Thursday 20 February 2014

Star Gazing in the desert

After the chilly heights of Bogota we swapped to the Tatacoa desert with temps of 40* plus. The main draw for this place is the star gazing if the sky is clear so somewhat dumbstruck by our accommodation (and ours was comparatively nice) we sat in the middle of nowhere, watching nothing, and waited for nightfall. 



At 7 pm we walked up the dusty track to the Observatory and waited for SeƱor Astronomer (really) to arrive.  He did soon after but apologised for being unprepared. He then disappeared for 30 seconds only to reappear 'ready' for which we could only read replete with badge-filled Gillet to house his pens, notes and gadgets - the best of which has to be the high powered laser pointer that seems to reach space, it could probably burn someone's eyes out, but my view is you can definitely trust a small studious man in a Gillet not to attack you with a laser.  

He had several telescopes set up for the likes of Jupiter and the cluster that inspired the Subaru symbol... But by far the best was a hugely detailed look at the moon, which he kindly captured on the stream of cameras we all passed to him. 



After 2 hours of neck hurt we returned very happy to our tin hut in the middle of nothing. Gayle slept like a baby while I was woken up by the sensation of something crawling over my legs.  I'll never know if it was the sizeable crickets, spiders or lizards that I saw in there, probably best I reckon. 

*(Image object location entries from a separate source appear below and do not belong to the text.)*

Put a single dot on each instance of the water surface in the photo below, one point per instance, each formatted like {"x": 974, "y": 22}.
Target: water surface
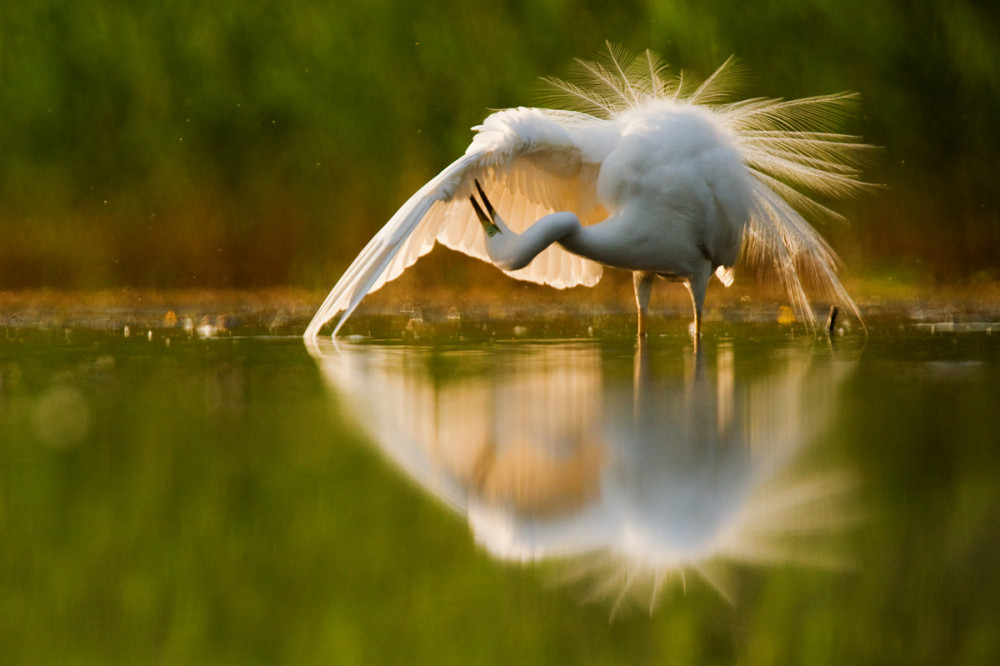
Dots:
{"x": 492, "y": 498}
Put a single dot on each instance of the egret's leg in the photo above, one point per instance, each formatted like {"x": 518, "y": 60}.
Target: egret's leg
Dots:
{"x": 643, "y": 283}
{"x": 696, "y": 287}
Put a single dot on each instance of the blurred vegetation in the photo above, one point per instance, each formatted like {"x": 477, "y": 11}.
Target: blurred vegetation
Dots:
{"x": 186, "y": 143}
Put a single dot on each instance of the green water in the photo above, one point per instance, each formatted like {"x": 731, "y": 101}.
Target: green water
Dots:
{"x": 497, "y": 499}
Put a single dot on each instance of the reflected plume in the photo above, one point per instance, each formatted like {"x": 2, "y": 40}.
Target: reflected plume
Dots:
{"x": 554, "y": 452}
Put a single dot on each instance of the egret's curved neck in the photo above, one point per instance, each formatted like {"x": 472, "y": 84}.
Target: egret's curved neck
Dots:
{"x": 512, "y": 251}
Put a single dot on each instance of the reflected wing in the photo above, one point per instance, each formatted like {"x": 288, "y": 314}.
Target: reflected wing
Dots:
{"x": 531, "y": 162}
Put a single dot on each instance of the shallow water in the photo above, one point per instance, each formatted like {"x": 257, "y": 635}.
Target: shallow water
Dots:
{"x": 501, "y": 496}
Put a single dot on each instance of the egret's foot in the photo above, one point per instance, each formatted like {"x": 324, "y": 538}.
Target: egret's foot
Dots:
{"x": 488, "y": 221}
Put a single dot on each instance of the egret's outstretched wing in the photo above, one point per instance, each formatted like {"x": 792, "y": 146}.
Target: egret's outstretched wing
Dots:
{"x": 531, "y": 162}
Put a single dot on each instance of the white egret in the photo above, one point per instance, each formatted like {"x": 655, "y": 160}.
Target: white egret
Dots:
{"x": 641, "y": 171}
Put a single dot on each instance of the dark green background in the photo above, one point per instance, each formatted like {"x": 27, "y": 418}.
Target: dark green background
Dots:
{"x": 208, "y": 144}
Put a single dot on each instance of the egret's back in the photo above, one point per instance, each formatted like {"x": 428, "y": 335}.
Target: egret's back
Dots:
{"x": 675, "y": 170}
{"x": 774, "y": 157}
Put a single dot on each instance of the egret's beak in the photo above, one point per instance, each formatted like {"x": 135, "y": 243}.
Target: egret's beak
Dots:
{"x": 488, "y": 221}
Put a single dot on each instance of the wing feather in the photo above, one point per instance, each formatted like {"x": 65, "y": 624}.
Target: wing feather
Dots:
{"x": 529, "y": 164}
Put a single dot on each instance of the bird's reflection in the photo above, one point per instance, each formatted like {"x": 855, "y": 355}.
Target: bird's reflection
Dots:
{"x": 555, "y": 451}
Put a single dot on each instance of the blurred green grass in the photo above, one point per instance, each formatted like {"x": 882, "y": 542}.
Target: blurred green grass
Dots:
{"x": 192, "y": 144}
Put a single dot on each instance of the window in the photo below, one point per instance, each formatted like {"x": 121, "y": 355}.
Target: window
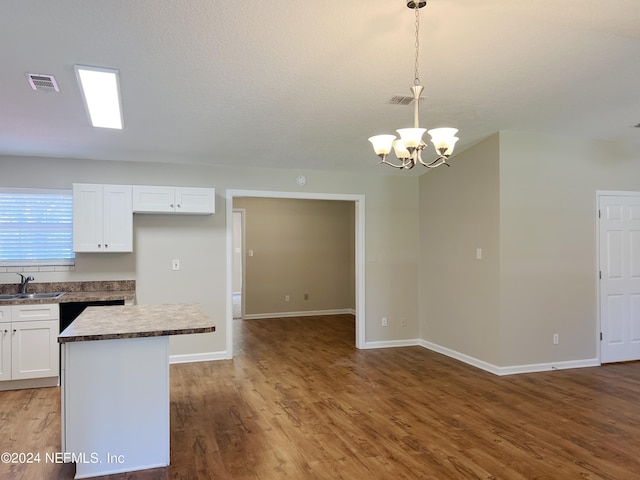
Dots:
{"x": 36, "y": 227}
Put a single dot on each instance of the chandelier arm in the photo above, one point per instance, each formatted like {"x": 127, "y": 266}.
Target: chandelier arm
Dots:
{"x": 384, "y": 160}
{"x": 441, "y": 160}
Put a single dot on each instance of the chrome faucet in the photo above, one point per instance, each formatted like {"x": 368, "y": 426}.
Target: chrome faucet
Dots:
{"x": 24, "y": 282}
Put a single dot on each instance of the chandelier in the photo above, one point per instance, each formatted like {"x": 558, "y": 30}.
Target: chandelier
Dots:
{"x": 408, "y": 148}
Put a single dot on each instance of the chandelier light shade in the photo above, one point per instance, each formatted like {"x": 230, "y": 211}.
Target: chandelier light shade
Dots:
{"x": 408, "y": 148}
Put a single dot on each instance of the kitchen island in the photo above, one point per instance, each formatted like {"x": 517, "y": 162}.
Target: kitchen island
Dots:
{"x": 115, "y": 385}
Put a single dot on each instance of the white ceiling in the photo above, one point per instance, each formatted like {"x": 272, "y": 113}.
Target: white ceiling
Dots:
{"x": 302, "y": 85}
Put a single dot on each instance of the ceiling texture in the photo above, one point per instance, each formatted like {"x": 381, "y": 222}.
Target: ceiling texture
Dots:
{"x": 302, "y": 85}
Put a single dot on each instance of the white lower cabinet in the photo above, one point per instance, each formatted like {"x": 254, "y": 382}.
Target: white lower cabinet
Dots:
{"x": 29, "y": 341}
{"x": 5, "y": 351}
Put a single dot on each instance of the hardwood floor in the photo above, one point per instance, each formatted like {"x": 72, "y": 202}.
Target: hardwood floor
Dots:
{"x": 300, "y": 402}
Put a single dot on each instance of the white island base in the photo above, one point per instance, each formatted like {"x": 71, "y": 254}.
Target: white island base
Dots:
{"x": 115, "y": 405}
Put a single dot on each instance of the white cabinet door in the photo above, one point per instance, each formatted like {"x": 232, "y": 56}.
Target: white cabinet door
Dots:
{"x": 195, "y": 200}
{"x": 102, "y": 218}
{"x": 34, "y": 349}
{"x": 117, "y": 218}
{"x": 87, "y": 218}
{"x": 5, "y": 351}
{"x": 150, "y": 199}
{"x": 192, "y": 200}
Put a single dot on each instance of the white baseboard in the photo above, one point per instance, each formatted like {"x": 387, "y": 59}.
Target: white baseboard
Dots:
{"x": 461, "y": 356}
{"x": 513, "y": 369}
{"x": 391, "y": 344}
{"x": 198, "y": 357}
{"x": 544, "y": 367}
{"x": 308, "y": 313}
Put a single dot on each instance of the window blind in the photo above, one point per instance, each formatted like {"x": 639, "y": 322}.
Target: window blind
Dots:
{"x": 36, "y": 227}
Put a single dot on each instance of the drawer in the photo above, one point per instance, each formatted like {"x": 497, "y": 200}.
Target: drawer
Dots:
{"x": 29, "y": 313}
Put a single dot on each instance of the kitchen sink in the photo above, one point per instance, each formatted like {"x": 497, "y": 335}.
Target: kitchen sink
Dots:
{"x": 32, "y": 296}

Our daytime sights were a few odd landscape shapes left from when the area was a river bed and a 'natural pool'. The water was natural - but the pool was a concrete bath 3x5m, no idea what the point was there - we kind of sat in it watching the guys 'managing' the pool stare at us while we stared at them.  Odd.  Definitely time to find some more cramped bus seats to carry us to San Augustine....


San Augustine.  Home of very old tombs and monuments of people with their animal spirits. Potentially interesting but we were a tad bored.  Perhaps we've reached our limit of old stones now so bypassing our hosts offer of a 'secret trip' to a real live coke farm (a snip at $250!?) we packed for the final small-seat-defeaning-music journey across Columbia. 

The only dodgy bits of Columbia these days are around the borders so with a land crossing ahead of us we set out early to ensure we were off the mountain passes (still known guerrilla territory) by nightfall. 20 hours later we'd twisted and turned through some terrifying dust tracks  on very high drops,  got through border control (we were told to expect 2hours and thorough searches - we got there one hour before they shut and with a cursory sniff from an old dog, were waved through in 15 mins), and had got a final bus to Quito, Ecuador.   When we got to our dorm beds at 2.30 am the thought struck that it was Valentines day.  Romantic to a fault.